The first whiff of serious scandal came out when Mr Bossi's party treasurer came under police scrutiny in connection with an ongoing judicial inquiry, in various parts of Italy, into money laundering on behalf of organised crime.

The treasurer, Francesco Belsito, had in his Rome office safe a folder marked, in English, The Family. In it police found details of alleged financial transactions which have left Italians gasping.

According to court documents, Mr Bossi's wife bought no fewer than 11 houses and apartments with Northern League party funds.
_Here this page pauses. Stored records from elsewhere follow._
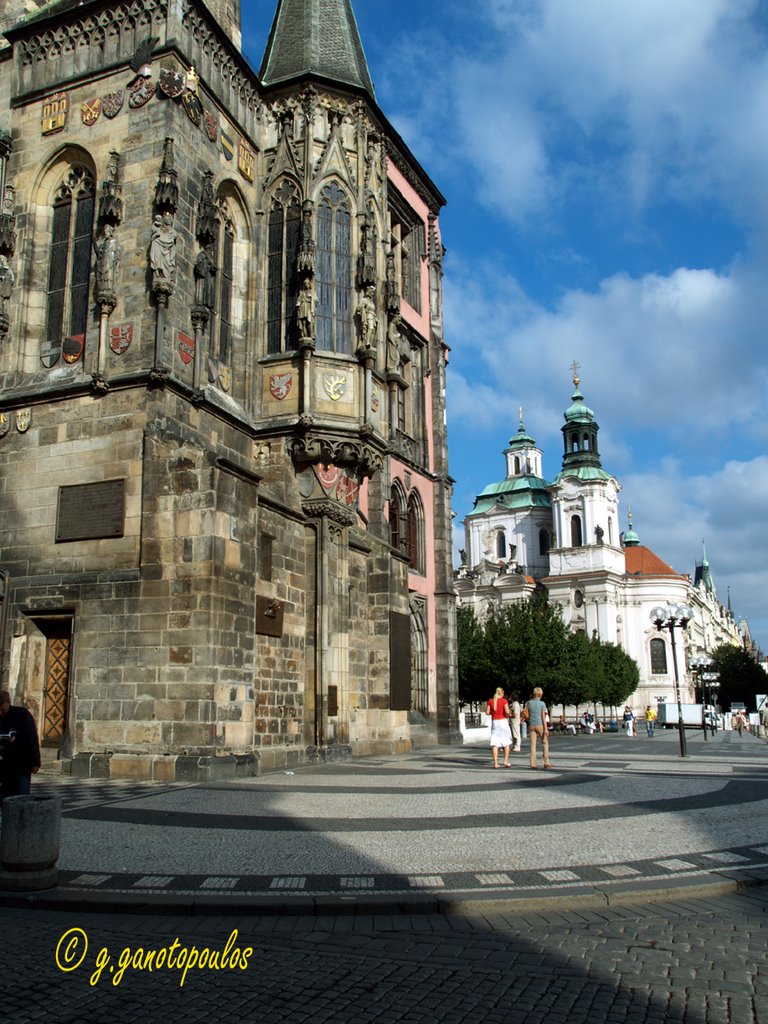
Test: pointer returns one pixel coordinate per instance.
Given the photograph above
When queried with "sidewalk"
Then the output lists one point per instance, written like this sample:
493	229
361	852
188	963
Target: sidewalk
438	830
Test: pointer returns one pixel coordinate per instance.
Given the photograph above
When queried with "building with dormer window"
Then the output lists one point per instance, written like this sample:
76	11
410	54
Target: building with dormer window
225	508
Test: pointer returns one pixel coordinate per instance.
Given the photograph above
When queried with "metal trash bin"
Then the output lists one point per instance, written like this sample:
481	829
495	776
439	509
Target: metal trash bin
30	843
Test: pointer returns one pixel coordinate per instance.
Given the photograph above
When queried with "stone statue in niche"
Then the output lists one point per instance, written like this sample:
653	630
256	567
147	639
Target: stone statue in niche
108	262
6	285
396	346
367	318
204	280
163	249
305	310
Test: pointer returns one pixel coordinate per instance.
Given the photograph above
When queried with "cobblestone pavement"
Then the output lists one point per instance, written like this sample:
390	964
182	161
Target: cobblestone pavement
441	826
680	963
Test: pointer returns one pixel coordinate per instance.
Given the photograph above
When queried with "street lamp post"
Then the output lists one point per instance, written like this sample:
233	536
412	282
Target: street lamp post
702	666
671	617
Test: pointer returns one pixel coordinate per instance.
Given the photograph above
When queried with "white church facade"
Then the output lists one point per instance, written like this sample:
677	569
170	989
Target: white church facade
525	532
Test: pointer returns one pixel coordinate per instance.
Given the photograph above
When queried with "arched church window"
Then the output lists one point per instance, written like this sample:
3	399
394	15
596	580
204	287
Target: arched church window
416	532
334	271
397	518
225	265
657	656
284	233
69	269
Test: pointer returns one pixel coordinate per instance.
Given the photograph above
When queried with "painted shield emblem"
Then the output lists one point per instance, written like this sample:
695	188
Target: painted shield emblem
49	356
112	103
347	491
91	112
121	335
194	108
185	347
280	385
334	385
55	111
72	347
140	92
328	475
212	127
171	82
227	145
246	159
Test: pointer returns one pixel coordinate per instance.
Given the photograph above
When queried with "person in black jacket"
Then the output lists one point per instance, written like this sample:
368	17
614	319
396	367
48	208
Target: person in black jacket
19	749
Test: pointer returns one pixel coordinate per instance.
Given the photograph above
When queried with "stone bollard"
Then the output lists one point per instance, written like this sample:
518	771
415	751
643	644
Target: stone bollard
29	843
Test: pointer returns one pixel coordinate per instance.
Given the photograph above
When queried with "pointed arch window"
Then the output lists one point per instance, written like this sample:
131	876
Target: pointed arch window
69	270
416	553
225	265
501	544
334	271
283	246
396	508
657	657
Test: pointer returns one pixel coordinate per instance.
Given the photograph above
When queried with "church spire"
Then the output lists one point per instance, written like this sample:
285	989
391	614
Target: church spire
315	37
580	432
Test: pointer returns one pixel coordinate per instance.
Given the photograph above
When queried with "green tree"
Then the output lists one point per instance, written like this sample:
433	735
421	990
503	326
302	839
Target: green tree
473	669
622	676
740	676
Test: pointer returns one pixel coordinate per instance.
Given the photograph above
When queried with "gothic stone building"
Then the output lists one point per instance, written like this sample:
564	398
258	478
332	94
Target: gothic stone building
224	508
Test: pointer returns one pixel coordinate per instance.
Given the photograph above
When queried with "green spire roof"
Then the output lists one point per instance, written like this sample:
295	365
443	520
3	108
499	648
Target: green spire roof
631	540
521	439
582	457
315	37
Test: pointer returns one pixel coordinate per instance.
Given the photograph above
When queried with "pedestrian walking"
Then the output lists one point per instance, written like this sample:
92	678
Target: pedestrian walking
629	721
19	749
650	720
501	736
514	722
538	727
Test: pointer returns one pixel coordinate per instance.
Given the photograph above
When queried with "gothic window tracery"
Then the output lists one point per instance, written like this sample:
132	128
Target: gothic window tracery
408	244
334	271
284	235
416	532
69	268
657	656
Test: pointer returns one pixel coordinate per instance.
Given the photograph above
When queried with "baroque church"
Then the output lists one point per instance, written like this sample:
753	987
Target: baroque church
225	532
525	532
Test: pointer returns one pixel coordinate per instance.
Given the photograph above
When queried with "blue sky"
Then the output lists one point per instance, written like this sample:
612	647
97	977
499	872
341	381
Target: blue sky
605	165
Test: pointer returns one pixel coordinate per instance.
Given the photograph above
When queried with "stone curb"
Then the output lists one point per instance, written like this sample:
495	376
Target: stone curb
459	904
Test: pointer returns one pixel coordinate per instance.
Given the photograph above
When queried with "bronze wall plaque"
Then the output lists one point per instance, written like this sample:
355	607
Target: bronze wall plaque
269	616
91	511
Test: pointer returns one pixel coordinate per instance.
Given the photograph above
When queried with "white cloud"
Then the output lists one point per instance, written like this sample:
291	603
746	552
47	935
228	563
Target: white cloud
656	353
677	92
675	514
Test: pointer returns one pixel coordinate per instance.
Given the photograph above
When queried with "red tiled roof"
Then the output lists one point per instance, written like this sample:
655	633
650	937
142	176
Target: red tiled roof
642	561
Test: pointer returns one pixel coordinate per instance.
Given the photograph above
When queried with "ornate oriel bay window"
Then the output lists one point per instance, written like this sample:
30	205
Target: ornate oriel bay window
69	269
283	284
334	271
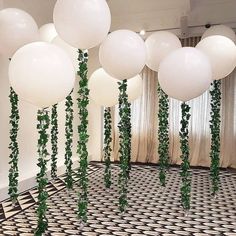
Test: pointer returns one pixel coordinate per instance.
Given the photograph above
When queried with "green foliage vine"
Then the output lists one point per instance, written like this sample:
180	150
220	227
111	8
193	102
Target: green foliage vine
215	134
54	138
185	165
107	146
83	101
69	141
163	134
124	142
13	146
42	180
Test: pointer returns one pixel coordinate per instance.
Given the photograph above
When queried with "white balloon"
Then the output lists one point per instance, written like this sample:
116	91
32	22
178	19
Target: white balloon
41	73
185	73
104	89
17	28
82	23
47	32
159	45
123	54
221	52
222	30
71	51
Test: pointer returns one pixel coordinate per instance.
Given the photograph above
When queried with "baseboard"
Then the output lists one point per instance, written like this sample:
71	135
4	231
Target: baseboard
31	182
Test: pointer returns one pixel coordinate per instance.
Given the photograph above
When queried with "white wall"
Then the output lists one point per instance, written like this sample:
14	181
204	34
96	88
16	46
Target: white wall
28	133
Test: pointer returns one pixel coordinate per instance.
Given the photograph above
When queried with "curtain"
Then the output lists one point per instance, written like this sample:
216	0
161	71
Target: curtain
145	123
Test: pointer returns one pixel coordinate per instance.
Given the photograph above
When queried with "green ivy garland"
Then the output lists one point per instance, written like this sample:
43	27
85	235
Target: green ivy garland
83	101
69	141
215	135
163	134
54	138
13	146
42	180
107	146
124	142
185	165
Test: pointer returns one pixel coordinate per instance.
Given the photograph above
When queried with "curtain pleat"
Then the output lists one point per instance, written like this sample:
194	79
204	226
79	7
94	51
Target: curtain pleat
145	121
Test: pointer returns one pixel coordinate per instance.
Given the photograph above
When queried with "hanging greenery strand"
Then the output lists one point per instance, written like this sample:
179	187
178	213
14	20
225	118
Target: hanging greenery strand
163	134
185	165
129	130
124	143
83	101
215	134
69	141
54	138
107	146
42	180
13	146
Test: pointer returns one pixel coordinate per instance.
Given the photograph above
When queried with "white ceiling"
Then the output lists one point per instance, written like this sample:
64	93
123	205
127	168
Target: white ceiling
148	14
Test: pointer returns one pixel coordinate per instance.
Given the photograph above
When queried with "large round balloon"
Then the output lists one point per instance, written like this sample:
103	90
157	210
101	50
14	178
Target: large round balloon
222	30
41	73
104	89
123	54
134	88
221	52
17	28
159	45
82	23
47	32
185	73
71	51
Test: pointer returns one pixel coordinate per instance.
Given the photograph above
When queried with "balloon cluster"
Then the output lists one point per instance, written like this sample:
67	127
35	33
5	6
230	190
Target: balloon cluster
185	73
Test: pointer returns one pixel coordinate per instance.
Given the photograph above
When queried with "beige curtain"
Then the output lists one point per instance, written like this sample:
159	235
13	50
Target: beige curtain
144	123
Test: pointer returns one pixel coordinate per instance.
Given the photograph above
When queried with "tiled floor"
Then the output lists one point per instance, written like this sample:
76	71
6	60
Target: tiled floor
152	210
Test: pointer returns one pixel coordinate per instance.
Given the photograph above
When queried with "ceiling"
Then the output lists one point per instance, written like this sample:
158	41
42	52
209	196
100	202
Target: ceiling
150	15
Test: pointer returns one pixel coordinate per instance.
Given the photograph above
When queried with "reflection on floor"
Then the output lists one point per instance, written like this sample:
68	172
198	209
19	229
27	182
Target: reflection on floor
152	210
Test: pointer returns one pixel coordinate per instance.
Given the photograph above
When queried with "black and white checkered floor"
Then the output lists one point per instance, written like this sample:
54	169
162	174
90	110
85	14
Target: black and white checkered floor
152	210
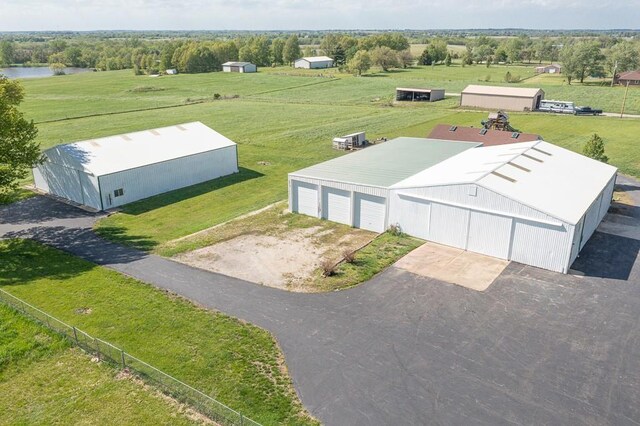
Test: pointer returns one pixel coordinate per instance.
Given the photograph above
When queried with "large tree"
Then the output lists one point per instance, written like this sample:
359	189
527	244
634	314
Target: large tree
18	150
291	50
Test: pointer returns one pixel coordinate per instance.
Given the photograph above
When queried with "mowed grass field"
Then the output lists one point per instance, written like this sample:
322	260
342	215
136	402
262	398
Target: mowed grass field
287	118
44	381
234	362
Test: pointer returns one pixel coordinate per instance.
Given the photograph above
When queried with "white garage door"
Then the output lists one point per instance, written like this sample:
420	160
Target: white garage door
370	212
305	198
336	205
489	234
540	245
414	216
448	225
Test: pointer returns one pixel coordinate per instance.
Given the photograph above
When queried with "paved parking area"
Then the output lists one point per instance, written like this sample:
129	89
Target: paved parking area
536	347
456	266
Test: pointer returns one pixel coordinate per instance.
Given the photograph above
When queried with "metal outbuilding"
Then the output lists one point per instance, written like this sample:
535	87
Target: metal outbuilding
354	189
532	202
241	67
313	62
109	172
504	98
419	95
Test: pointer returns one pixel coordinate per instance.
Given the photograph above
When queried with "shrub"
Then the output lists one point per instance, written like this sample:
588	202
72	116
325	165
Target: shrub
328	268
395	230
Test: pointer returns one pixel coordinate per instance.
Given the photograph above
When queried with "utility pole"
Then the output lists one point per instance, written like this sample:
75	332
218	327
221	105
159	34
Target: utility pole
624	100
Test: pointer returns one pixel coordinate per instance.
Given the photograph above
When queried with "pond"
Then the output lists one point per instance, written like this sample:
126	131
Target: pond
36	72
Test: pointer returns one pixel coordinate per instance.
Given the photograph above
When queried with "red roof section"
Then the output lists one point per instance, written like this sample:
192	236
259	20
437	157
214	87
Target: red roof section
472	134
629	75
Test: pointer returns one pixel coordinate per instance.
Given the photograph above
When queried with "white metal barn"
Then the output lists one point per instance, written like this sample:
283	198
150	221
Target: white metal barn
353	189
532	202
241	67
109	172
312	62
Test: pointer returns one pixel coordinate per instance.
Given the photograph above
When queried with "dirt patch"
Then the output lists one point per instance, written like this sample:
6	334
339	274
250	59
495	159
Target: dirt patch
286	260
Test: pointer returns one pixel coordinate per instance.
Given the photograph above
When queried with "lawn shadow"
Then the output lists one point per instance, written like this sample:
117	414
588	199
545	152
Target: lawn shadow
168	198
84	243
607	256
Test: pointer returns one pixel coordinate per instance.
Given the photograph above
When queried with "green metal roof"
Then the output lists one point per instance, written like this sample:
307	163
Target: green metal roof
387	163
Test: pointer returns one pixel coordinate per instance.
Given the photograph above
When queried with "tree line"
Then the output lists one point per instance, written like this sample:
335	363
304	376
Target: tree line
353	52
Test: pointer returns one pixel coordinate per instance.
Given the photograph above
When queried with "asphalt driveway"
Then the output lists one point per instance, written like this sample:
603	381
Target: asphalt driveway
535	348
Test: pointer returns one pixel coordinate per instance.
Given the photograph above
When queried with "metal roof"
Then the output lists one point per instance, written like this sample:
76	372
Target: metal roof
538	174
387	163
317	58
516	92
236	64
128	151
408	89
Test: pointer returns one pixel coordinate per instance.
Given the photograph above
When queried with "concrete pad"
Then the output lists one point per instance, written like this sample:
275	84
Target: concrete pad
456	266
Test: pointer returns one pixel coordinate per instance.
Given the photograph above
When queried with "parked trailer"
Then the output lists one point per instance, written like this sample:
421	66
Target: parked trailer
564	107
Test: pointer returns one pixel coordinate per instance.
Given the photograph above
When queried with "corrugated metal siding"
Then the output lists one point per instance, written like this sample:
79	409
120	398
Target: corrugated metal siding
497	102
607	195
162	177
448	225
61	181
489	234
370	212
363	189
411	215
336	205
90	190
484	199
541	245
304	198
575	244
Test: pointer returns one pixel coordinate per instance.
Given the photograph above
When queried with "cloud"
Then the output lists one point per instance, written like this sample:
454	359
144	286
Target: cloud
313	14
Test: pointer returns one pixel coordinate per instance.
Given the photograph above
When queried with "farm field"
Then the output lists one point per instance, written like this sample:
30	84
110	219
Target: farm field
44	381
236	363
284	119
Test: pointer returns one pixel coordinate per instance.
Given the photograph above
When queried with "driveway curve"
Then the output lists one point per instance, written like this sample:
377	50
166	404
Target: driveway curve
535	348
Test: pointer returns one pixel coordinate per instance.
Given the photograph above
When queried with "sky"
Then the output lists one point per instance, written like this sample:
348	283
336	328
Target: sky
86	15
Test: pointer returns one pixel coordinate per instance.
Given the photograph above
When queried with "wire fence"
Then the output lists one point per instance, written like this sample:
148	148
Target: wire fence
105	351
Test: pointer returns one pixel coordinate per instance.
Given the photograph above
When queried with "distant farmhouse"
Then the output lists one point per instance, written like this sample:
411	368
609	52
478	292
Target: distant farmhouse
631	78
419	95
109	172
503	98
314	62
487	137
549	69
239	67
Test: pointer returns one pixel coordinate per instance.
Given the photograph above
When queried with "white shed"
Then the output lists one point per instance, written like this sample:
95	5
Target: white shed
239	67
109	172
353	189
313	62
532	202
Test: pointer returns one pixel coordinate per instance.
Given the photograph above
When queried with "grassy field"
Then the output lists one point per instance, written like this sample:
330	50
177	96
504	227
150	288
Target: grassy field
43	381
287	118
234	362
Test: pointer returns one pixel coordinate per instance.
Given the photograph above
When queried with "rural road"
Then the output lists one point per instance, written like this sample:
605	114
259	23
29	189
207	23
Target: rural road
535	348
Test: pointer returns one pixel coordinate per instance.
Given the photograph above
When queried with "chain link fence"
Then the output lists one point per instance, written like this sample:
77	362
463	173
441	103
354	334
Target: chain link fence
107	352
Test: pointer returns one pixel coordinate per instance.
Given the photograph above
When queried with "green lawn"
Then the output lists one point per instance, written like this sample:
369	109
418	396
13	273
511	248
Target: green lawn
43	381
236	363
287	118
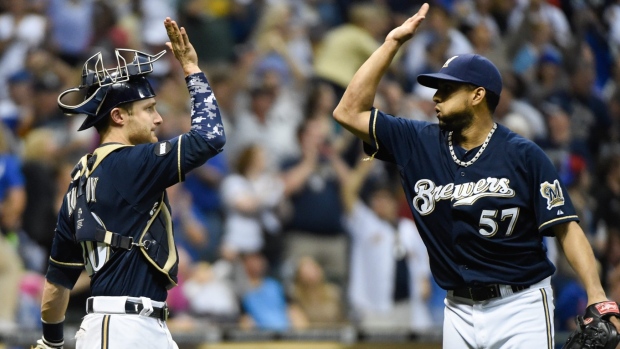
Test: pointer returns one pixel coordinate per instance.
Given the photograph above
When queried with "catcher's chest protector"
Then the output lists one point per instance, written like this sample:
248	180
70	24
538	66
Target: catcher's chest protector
155	241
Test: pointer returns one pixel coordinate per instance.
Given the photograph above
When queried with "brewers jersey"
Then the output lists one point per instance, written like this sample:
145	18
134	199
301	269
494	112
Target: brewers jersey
482	223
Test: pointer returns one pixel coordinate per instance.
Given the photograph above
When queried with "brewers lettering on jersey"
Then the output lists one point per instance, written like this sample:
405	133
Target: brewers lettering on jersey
115	222
482	197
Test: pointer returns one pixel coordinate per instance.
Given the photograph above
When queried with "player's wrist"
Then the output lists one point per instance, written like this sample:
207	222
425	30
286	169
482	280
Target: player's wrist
190	69
53	333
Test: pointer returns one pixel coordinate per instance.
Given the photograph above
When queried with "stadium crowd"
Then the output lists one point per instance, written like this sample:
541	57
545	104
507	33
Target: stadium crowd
289	228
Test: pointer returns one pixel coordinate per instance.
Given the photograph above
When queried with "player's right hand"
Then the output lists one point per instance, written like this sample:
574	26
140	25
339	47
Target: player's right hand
181	47
409	27
43	344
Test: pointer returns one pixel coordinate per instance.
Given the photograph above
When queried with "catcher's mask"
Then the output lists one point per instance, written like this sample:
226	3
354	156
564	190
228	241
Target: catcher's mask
106	88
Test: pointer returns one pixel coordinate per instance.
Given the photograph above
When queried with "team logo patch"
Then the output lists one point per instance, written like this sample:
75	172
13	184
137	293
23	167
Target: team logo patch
607	307
553	194
448	61
162	148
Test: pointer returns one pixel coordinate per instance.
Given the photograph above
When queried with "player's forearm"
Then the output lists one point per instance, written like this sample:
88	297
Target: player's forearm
54	302
206	117
359	96
581	258
361	91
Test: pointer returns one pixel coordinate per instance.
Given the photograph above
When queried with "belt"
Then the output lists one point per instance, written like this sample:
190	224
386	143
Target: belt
486	292
126	305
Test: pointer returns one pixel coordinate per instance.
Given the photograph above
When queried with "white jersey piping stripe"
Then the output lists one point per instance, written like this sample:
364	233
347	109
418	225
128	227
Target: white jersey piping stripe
547	319
557	219
66	264
374	134
179	158
105	332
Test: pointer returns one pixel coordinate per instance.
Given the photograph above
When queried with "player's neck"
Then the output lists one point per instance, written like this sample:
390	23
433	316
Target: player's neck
114	137
474	135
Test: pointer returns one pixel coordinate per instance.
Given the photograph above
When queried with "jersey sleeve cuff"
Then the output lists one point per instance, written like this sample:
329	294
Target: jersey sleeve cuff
375	150
544	228
65	276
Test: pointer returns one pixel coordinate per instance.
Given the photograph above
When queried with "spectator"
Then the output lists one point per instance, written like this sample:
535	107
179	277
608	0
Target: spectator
264	302
345	47
210	293
12	203
319	300
209	21
314	227
262	124
250	196
40	168
541	11
390	272
17	110
20	31
588	112
72	28
438	27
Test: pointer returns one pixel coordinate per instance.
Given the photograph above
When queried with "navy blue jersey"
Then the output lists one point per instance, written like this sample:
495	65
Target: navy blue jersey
124	192
482	224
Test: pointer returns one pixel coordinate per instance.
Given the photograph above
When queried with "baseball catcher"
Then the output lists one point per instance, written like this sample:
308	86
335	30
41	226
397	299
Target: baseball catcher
594	330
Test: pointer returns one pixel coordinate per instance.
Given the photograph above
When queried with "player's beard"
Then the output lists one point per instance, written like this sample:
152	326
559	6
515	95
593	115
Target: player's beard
457	121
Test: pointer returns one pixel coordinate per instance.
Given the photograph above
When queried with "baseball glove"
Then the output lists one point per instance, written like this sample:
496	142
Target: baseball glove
594	330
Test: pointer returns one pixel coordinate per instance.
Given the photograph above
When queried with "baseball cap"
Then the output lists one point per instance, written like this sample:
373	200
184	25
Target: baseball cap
466	68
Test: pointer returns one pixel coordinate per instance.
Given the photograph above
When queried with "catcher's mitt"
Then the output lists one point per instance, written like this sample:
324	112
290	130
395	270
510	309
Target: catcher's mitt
594	330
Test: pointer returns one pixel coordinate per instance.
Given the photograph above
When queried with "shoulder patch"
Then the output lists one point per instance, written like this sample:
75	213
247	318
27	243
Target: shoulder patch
163	148
553	194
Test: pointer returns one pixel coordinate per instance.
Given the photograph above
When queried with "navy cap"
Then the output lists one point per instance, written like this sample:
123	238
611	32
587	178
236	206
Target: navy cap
467	68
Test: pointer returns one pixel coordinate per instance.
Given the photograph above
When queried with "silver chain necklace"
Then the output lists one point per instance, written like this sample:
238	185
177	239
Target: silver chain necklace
484	145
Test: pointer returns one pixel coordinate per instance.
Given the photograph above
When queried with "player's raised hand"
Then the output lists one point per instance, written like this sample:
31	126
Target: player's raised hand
181	47
408	28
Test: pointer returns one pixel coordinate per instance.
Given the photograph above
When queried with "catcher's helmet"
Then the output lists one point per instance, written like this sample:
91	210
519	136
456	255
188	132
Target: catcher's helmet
108	88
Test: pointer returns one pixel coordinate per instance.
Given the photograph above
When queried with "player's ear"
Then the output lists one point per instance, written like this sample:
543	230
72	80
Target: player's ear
478	95
118	116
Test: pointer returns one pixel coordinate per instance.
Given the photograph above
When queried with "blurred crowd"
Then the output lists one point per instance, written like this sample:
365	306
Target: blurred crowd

Mr Bossi himself had his own house done up with public money and his son Renzo - nicknamed by his father the Trout, who in fact does have a somewhat fish-like expression - also had access to apparently unlimited cash to indulge in his taste for fast cars.

The party even paid for the Trout's speeding tickets, not to mention medical expenses. The 23-year-old has now been forced to resign from his sinecure as a regional government official, which brought him 12,000 euros (£10,000, $16,000) a month.

The public outcry has been deafening. At a time when ordinary Italians are being told to tighten their belts and suffer pension losses and endure draconian welfare cuts, the Bossi family is revealed as being every bit as corrupt as the thieving Rome politicians it boasted that it wanted to unseat.

Image caption,
Umberto Bossi's party gave crucial support to ex PM Silvio Berlusconi

Even worse, Mr Bossi's disgraced treasurer is now alleged to have diverted millions of euros of Northern League party funds into offshore bank accounts and even invested in diamonds as Mr Bossi and his advisers feared earlier this year that the euro was about to collapse and he wanted to protect his future financial security.

The sly way in which all Italian political parties - not just the Northern League - have been freely helping themselves to public funds under a reimbursement of electoral expenses law passed by Silvio Berlusconi, has led to some rapid stable-door-bolting in Rome's parliament this week.

But the real significance of the fall of the House of Bossi - coming only months after the resignation of Silvio Berlusconi, also wounded by personal scandal - is that the politicians who have been governing Italy for the past two decades have been given an ultimatum.

Time is running out for them unless they present themselves for office again with clean hands in the local elections, due next month, and the general election scheduled in a year's time.